- Poster
- Directed by: Raj Kapoor
- Written by: Raj Kapoor
- Produced by: Vijayalakshmi Srinivasan Kanchana Sivaraman
- Starring: Prabhu; Kanaka;
- Cinematography: B. R. Vijayalakshmi
- Edited by: B. Lenin V. T. Vijayan
- Music by: Ilaiyaraaja
- Production company: Sivaji Productions
- Release date: 5 November 1991;
- Running time: 150 minutes
- Country: India
- Language: Tamil

= Thalattu Ketkuthamma =

Thalattu Ketkuthamma is a 1991 Indian Tamil-language drama film directed by Raj Kapoor in his directorial debut. The film stars Prabhu and Kanaka. It was released on 5 November 1991. The film was remade in Telugu as Chittemma Mogudu (1992).

==Plot==

Raasaiyya, a young man, wants to get married as soon as possible and he compels his uncle. His cousin Pechiamma is an immature tomboy. After seeing her friend Valli dying while delivering a child, Pechiamma thinks that she too will die after the marriage. Raasaiyya finally gets married with Pechiamma. Thereafter, Pechiamma avoids Raasaiyya although he treasures her. One day, Raasaiyya comes home drunk and rapes Pechiamma, leading to her becoming pregnant. What transpires later forms the crux of the story.

==Soundtrack==
The soundtrack was composed by Ilaiyaraaja, with lyrics written by Vaali.

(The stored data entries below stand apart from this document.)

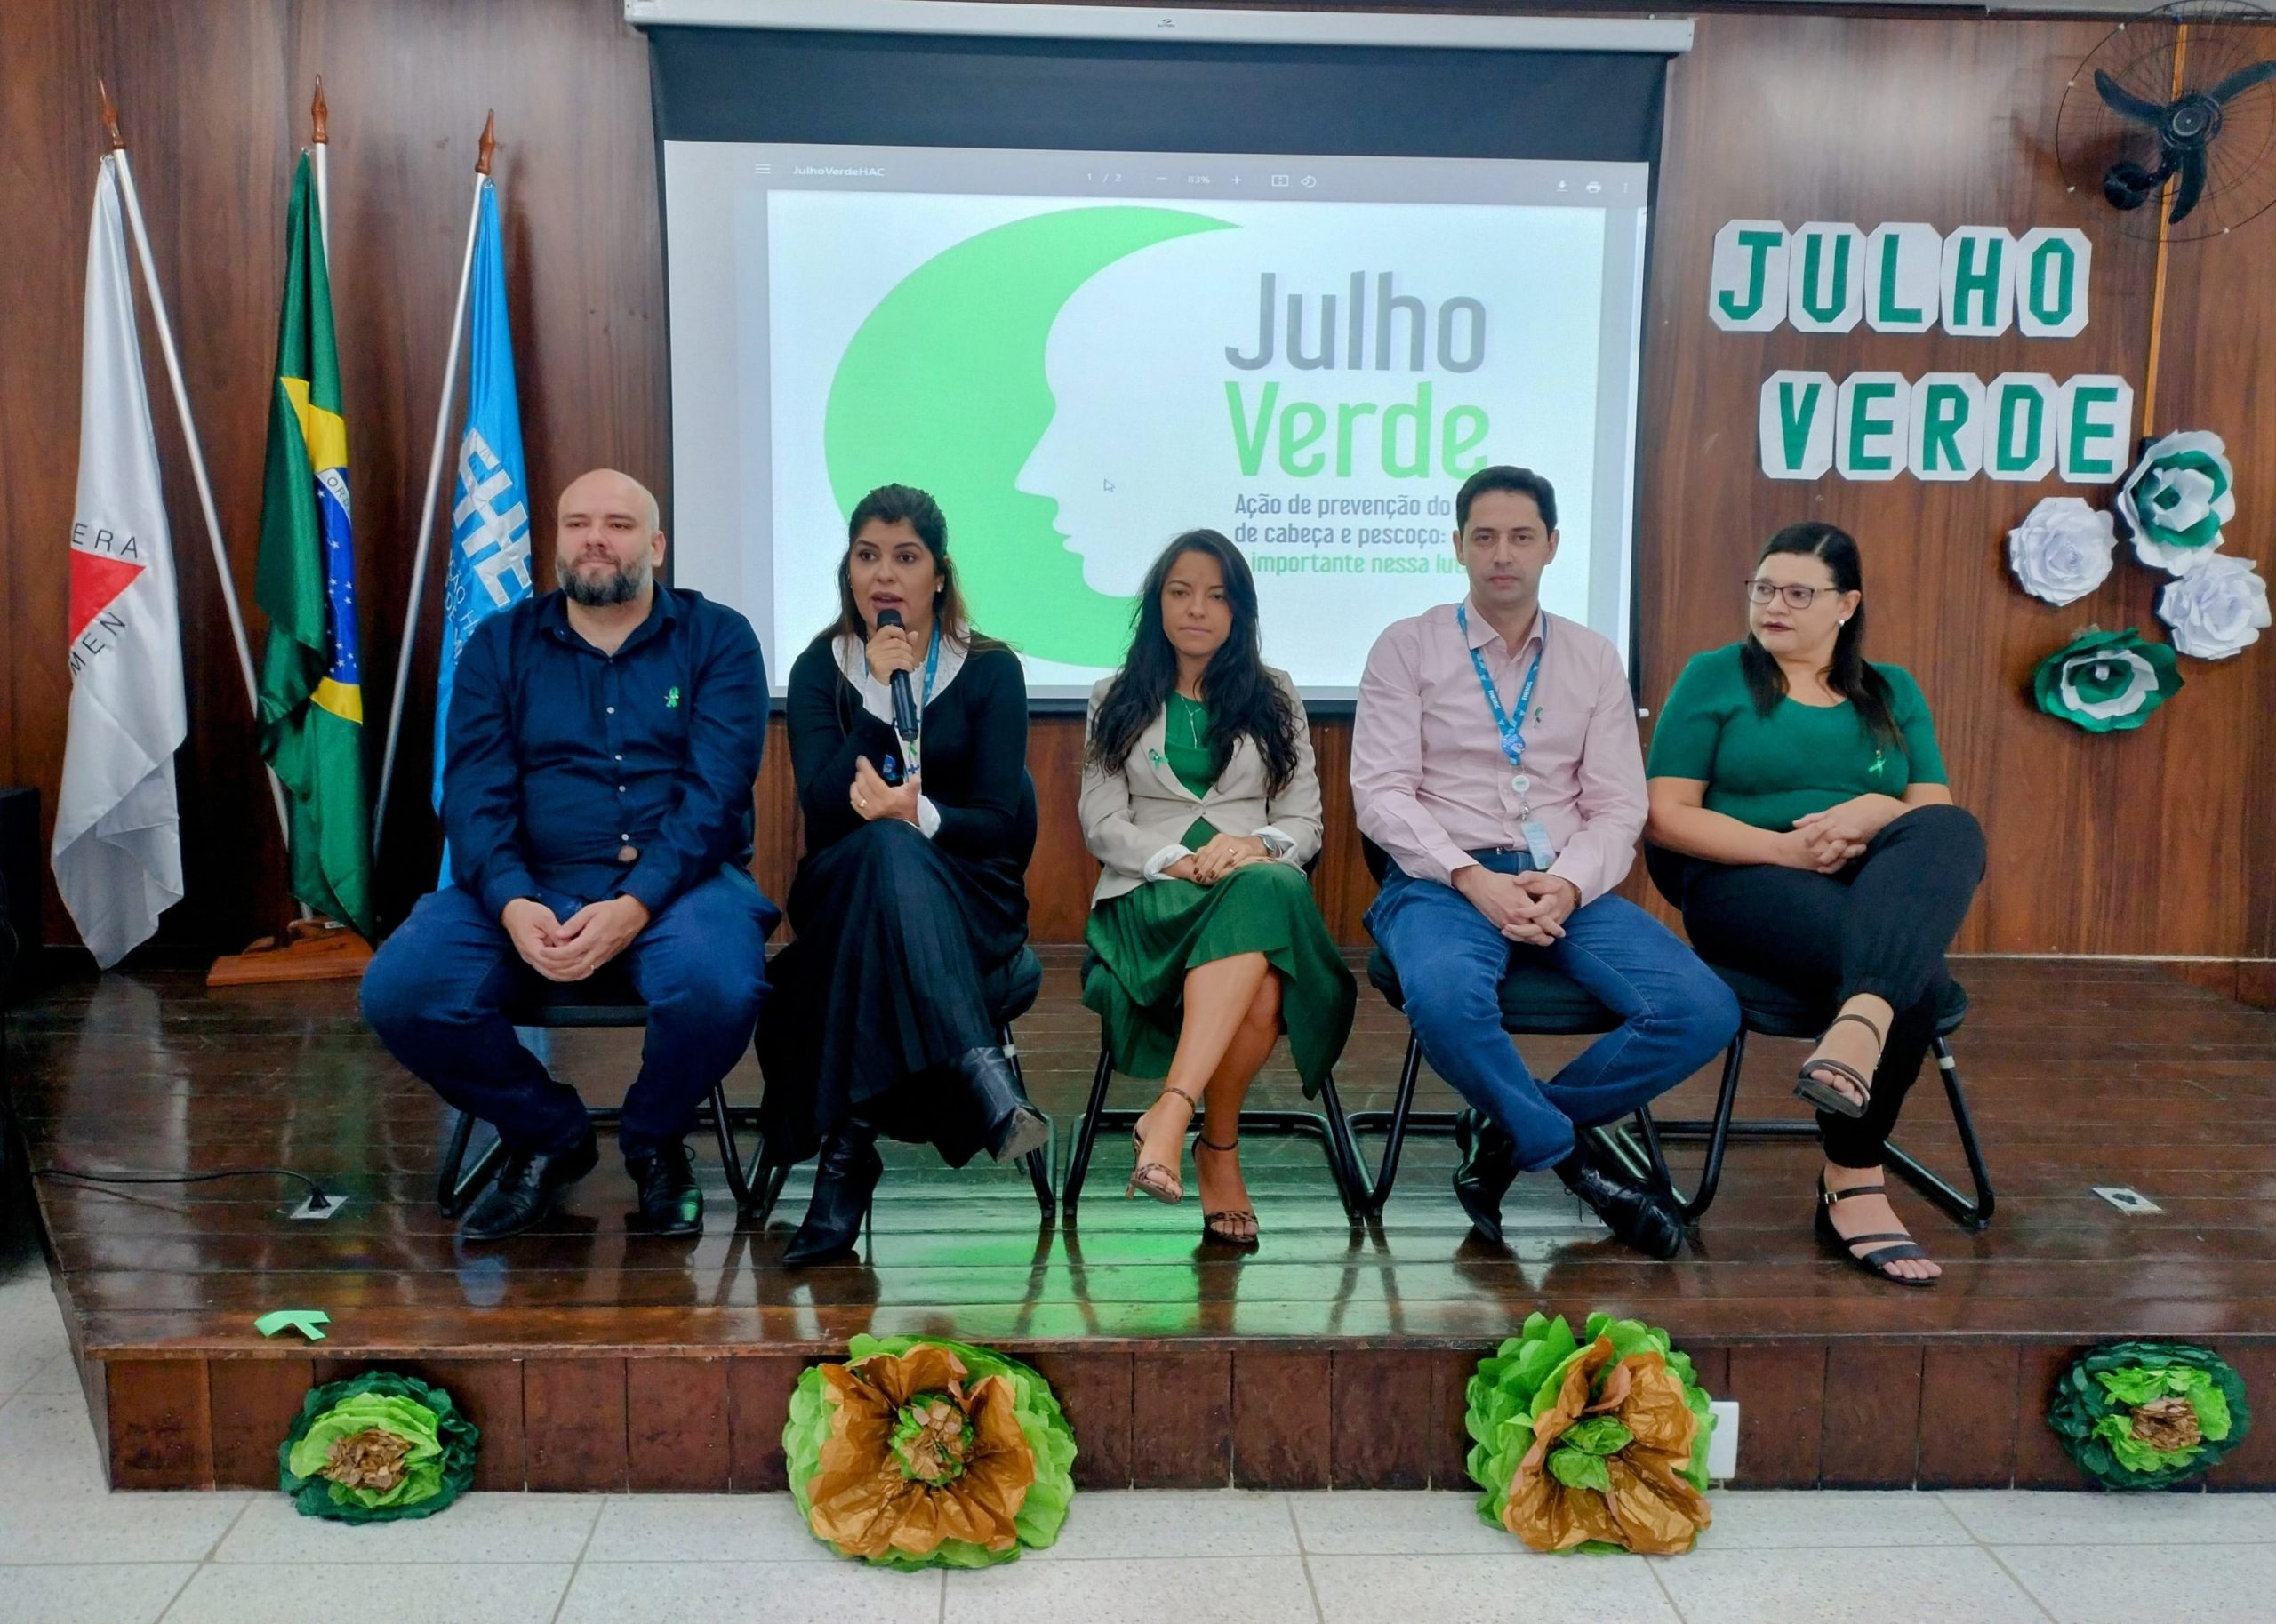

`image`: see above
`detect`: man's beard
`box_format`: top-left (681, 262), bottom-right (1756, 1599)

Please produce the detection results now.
top-left (560, 552), bottom-right (650, 607)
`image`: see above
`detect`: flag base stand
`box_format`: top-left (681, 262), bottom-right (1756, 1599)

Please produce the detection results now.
top-left (206, 917), bottom-right (372, 987)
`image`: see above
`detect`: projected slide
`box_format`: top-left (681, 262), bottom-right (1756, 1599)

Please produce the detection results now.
top-left (666, 144), bottom-right (1650, 698)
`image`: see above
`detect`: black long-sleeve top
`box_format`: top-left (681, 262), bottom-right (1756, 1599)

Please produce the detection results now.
top-left (443, 585), bottom-right (765, 920)
top-left (782, 636), bottom-right (1035, 879)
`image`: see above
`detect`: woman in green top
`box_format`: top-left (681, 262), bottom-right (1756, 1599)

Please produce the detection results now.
top-left (1079, 530), bottom-right (1356, 1246)
top-left (1644, 522), bottom-right (1984, 1286)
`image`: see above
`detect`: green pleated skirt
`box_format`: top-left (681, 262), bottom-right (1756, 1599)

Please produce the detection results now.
top-left (1081, 860), bottom-right (1356, 1097)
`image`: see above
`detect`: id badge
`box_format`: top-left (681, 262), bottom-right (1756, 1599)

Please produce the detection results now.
top-left (1521, 819), bottom-right (1558, 870)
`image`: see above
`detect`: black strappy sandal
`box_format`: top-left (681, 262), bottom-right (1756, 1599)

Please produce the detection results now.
top-left (1194, 1134), bottom-right (1260, 1248)
top-left (1126, 1083), bottom-right (1200, 1204)
top-left (1794, 1011), bottom-right (1882, 1119)
top-left (1815, 1175), bottom-right (1936, 1287)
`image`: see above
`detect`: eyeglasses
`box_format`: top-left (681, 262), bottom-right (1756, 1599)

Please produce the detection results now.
top-left (1745, 579), bottom-right (1825, 610)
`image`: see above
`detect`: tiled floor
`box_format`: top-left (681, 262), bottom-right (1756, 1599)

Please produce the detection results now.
top-left (4, 1256), bottom-right (2272, 1623)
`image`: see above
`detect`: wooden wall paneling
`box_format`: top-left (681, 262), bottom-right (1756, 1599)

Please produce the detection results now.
top-left (1818, 1342), bottom-right (1924, 1487)
top-left (1024, 1348), bottom-right (1134, 1490)
top-left (725, 1350), bottom-right (805, 1491)
top-left (1231, 1348), bottom-right (1332, 1489)
top-left (2010, 1342), bottom-right (2088, 1487)
top-left (1722, 1342), bottom-right (1826, 1486)
top-left (207, 1356), bottom-right (317, 1488)
top-left (104, 1358), bottom-right (213, 1490)
top-left (1916, 1344), bottom-right (2022, 1488)
top-left (1327, 1348), bottom-right (1436, 1489)
top-left (8, 3), bottom-right (2276, 957)
top-left (1130, 1348), bottom-right (1230, 1486)
top-left (524, 1356), bottom-right (629, 1491)
top-left (628, 1355), bottom-right (731, 1492)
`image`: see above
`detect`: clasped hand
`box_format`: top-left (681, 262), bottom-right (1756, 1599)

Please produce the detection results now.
top-left (1164, 832), bottom-right (1272, 884)
top-left (1455, 867), bottom-right (1581, 945)
top-left (501, 894), bottom-right (651, 983)
top-left (1787, 793), bottom-right (1905, 874)
top-left (850, 756), bottom-right (922, 825)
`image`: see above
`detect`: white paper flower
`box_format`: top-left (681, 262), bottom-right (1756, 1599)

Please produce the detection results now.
top-left (2007, 497), bottom-right (2117, 606)
top-left (2118, 430), bottom-right (2236, 574)
top-left (2157, 554), bottom-right (2272, 660)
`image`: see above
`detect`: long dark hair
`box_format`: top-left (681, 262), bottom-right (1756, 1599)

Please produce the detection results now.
top-left (814, 483), bottom-right (1004, 654)
top-left (1739, 522), bottom-right (1901, 747)
top-left (1087, 530), bottom-right (1302, 796)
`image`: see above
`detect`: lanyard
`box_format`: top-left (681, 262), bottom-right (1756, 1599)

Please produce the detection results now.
top-left (918, 624), bottom-right (942, 710)
top-left (1456, 604), bottom-right (1545, 774)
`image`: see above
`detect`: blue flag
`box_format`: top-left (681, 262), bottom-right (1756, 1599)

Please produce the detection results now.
top-left (434, 178), bottom-right (532, 826)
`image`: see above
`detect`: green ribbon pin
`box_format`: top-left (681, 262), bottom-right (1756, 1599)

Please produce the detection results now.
top-left (666, 686), bottom-right (681, 708)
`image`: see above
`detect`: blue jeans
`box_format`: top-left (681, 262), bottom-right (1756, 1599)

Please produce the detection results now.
top-left (362, 866), bottom-right (778, 1159)
top-left (1365, 852), bottom-right (1739, 1171)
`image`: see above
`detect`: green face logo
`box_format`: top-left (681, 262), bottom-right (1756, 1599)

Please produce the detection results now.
top-left (823, 207), bottom-right (1231, 667)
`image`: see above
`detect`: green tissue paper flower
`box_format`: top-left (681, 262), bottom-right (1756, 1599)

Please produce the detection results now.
top-left (783, 1335), bottom-right (1078, 1571)
top-left (1465, 1310), bottom-right (1715, 1548)
top-left (2047, 1341), bottom-right (2252, 1490)
top-left (276, 1371), bottom-right (477, 1524)
top-left (2032, 628), bottom-right (2183, 733)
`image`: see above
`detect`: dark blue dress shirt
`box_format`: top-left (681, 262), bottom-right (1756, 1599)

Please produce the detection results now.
top-left (442, 584), bottom-right (766, 922)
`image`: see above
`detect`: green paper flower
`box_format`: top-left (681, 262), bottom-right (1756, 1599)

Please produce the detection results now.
top-left (2032, 628), bottom-right (2183, 733)
top-left (1465, 1311), bottom-right (1715, 1553)
top-left (2047, 1340), bottom-right (2252, 1490)
top-left (784, 1336), bottom-right (1078, 1571)
top-left (2118, 430), bottom-right (2235, 574)
top-left (276, 1371), bottom-right (478, 1523)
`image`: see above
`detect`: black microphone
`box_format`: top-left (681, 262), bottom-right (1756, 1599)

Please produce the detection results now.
top-left (875, 607), bottom-right (921, 748)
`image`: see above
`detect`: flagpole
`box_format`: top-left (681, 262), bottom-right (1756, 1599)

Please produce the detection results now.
top-left (310, 77), bottom-right (331, 263)
top-left (373, 111), bottom-right (490, 864)
top-left (99, 81), bottom-right (293, 849)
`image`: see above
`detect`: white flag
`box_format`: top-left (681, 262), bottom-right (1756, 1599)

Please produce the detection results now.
top-left (52, 155), bottom-right (188, 968)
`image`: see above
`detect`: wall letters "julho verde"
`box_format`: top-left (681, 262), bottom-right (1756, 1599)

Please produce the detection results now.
top-left (1711, 220), bottom-right (2132, 484)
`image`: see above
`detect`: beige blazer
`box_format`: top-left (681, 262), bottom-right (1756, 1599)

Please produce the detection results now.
top-left (1079, 668), bottom-right (1325, 906)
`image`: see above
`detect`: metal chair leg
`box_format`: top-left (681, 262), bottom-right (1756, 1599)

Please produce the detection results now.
top-left (1000, 1024), bottom-right (1056, 1216)
top-left (436, 1108), bottom-right (505, 1219)
top-left (1363, 1033), bottom-right (1427, 1213)
top-left (1884, 1037), bottom-right (1995, 1230)
top-left (1628, 1031), bottom-right (1749, 1223)
top-left (1313, 1069), bottom-right (1364, 1221)
top-left (1059, 1046), bottom-right (1117, 1215)
top-left (705, 1084), bottom-right (757, 1212)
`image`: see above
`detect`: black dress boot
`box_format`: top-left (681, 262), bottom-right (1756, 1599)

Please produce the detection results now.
top-left (1451, 1108), bottom-right (1519, 1243)
top-left (784, 1116), bottom-right (884, 1268)
top-left (625, 1139), bottom-right (703, 1236)
top-left (460, 1125), bottom-right (599, 1242)
top-left (956, 1045), bottom-right (1051, 1164)
top-left (1554, 1141), bottom-right (1686, 1260)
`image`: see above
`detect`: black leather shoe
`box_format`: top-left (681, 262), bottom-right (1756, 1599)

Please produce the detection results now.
top-left (784, 1116), bottom-right (883, 1268)
top-left (1555, 1143), bottom-right (1686, 1260)
top-left (626, 1140), bottom-right (703, 1236)
top-left (957, 1045), bottom-right (1051, 1164)
top-left (459, 1126), bottom-right (598, 1241)
top-left (1451, 1108), bottom-right (1519, 1243)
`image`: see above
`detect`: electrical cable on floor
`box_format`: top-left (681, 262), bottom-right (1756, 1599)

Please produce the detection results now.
top-left (33, 1164), bottom-right (336, 1212)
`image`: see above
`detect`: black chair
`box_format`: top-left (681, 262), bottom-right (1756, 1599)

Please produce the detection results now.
top-left (1059, 950), bottom-right (1368, 1221)
top-left (435, 964), bottom-right (763, 1218)
top-left (742, 946), bottom-right (1057, 1225)
top-left (1350, 836), bottom-right (1622, 1213)
top-left (1356, 940), bottom-right (1623, 1214)
top-left (1612, 964), bottom-right (1994, 1230)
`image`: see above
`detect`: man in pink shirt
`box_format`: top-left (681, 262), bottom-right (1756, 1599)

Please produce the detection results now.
top-left (1352, 467), bottom-right (1737, 1257)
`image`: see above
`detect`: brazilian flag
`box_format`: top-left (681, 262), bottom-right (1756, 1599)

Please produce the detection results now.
top-left (254, 153), bottom-right (372, 936)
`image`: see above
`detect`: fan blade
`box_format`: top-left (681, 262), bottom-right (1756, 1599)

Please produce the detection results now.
top-left (2168, 145), bottom-right (2208, 225)
top-left (2207, 60), bottom-right (2276, 105)
top-left (2095, 68), bottom-right (2169, 125)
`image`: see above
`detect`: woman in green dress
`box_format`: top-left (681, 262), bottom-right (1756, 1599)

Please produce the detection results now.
top-left (1079, 530), bottom-right (1356, 1245)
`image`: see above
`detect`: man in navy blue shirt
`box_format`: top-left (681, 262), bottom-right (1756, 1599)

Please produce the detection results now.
top-left (364, 469), bottom-right (778, 1240)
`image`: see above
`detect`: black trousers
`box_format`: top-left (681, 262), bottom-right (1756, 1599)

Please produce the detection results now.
top-left (1671, 803), bottom-right (1985, 1167)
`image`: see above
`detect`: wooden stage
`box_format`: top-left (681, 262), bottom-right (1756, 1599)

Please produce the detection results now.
top-left (9, 952), bottom-right (2276, 1494)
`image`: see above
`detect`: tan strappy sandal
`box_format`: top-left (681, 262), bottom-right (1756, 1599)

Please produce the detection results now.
top-left (1194, 1133), bottom-right (1260, 1247)
top-left (1126, 1083), bottom-right (1200, 1204)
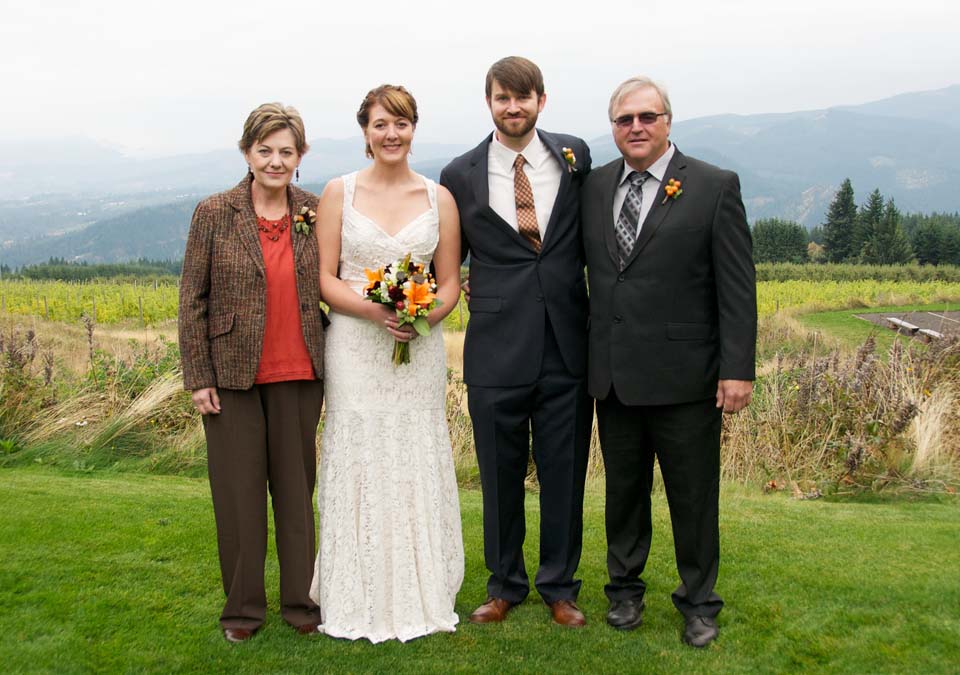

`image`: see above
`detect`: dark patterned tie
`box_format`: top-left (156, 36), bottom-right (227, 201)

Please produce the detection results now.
top-left (615, 171), bottom-right (649, 267)
top-left (513, 154), bottom-right (541, 252)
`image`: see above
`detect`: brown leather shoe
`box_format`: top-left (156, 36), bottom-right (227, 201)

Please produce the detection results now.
top-left (223, 627), bottom-right (255, 643)
top-left (549, 600), bottom-right (586, 627)
top-left (295, 621), bottom-right (321, 635)
top-left (469, 597), bottom-right (516, 624)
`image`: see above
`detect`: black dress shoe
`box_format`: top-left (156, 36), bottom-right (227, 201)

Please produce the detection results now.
top-left (682, 616), bottom-right (718, 648)
top-left (606, 599), bottom-right (644, 630)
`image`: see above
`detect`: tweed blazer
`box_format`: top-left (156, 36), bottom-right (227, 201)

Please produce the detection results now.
top-left (178, 175), bottom-right (324, 391)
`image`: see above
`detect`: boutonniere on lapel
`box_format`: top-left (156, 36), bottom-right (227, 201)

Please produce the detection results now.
top-left (293, 206), bottom-right (316, 236)
top-left (661, 178), bottom-right (683, 204)
top-left (561, 147), bottom-right (578, 173)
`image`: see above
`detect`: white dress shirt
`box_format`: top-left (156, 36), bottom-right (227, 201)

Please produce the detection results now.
top-left (488, 131), bottom-right (563, 240)
top-left (612, 143), bottom-right (676, 235)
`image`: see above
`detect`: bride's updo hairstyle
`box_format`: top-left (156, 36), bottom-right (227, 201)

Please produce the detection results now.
top-left (356, 85), bottom-right (419, 159)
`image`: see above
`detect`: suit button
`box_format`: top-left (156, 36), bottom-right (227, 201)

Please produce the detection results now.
top-left (613, 315), bottom-right (623, 324)
top-left (536, 294), bottom-right (543, 302)
top-left (618, 274), bottom-right (625, 282)
top-left (301, 303), bottom-right (309, 311)
top-left (297, 266), bottom-right (305, 275)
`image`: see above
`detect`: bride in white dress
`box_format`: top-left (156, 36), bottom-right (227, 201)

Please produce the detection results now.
top-left (309, 85), bottom-right (464, 643)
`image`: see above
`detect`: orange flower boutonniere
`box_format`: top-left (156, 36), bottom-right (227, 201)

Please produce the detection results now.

| Song | Singer(s) | Duration |
| "Annanukku" | Malaysia Vasudevan | 4:49 |
| "Nenthukitta" | S. P. Balasubrahmanyam | 4:51 |
| "Sonna Petcha" | P. Susheela, Minmini, Yuvan Shankar Raja, Kalpana | 4:35 |
| "Sutti Sutti" | S. P. Balasubrahmanyam, K. S. Chithra | 4:50 |
| "Yamma Yamma" | 5:00 |
| "Amma Enum Vaarthaithaan" | Ilaiyaraaja | 5:05 |

== Release and reception ==
Thalattu Ketkuthamma was released on 5 November 1991. The Indian Express wrote, "With a storyline that can be written at the backside of bus ticket, it is not surprising that debutant director Raj Kapoor [..] spends most of the time beating around the bush". C. R. K. of Kalki called Thalattu Ketkuthamma a "boost" for Prabhu.

== In popular culture ==
The film is noted for the song "Ho Gaya" sung by Goundamani which also gained popularity.